His interest in puppetry started at a very young age, but became a driving passion when Clark was 16 and met Francois Martin and John Ralph Geddis of the Tantamount Theatre in Carmel Valley, Calif. “They were retired professional puppeteers, working with beautifully crafted hand puppets,” Clark recalled. “Ralph died months after I met him, and I went off to college the next fall, but I kept in contact with Francois, who pretty much taught me everything.”

Clark’s love of puppetry and other theatre has taken him to many parts of the world to study, including India, Vietnam, Laos, Indonesia, Japan, China, Taiwan, the Czech Republic and the Soviet Union, where he interned as a design assistant at the Bolshoi.

“I want to do interesting things with interesting people,” he said. “Field research in puppetry and Asian theatre has taken me to places I might not have ever visited. But it all goes together — the travel feeds the productions and gives me something worthwhile to bring into the classroom.” 

His most recent BGSU puppetry production, the haunting “Frankenstein,” combined elements of several of international styles along with evocative set design.

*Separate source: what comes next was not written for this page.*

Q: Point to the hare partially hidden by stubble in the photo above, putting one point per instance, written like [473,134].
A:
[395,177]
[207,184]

Along with teaching and researching puppetry and theatre, Clark finds time to work with theatre companies and museums around the United States and internationally. He serves as curator of collections for the Center for Puppetry Arts, the largest puppetry center in the U.S., where he is helping to conceptualize new galleries for the museum's extensive collection. He is also planning the exhibits for a proposed Jim Henson Wing, which will draw from a large collection of figures and other objects to be donated by the Henson family. He curated and designed three preview exhibitions, the third of which, “Jim Henson: Wonders from his Workshop,” opened in the fall of 2008.

“I need to go to puppet festivals and museums in Europe,” he said. “However, the immediate goal is to get the new galleries at the Museum of the Center for Puppetry Arts open in the next year.”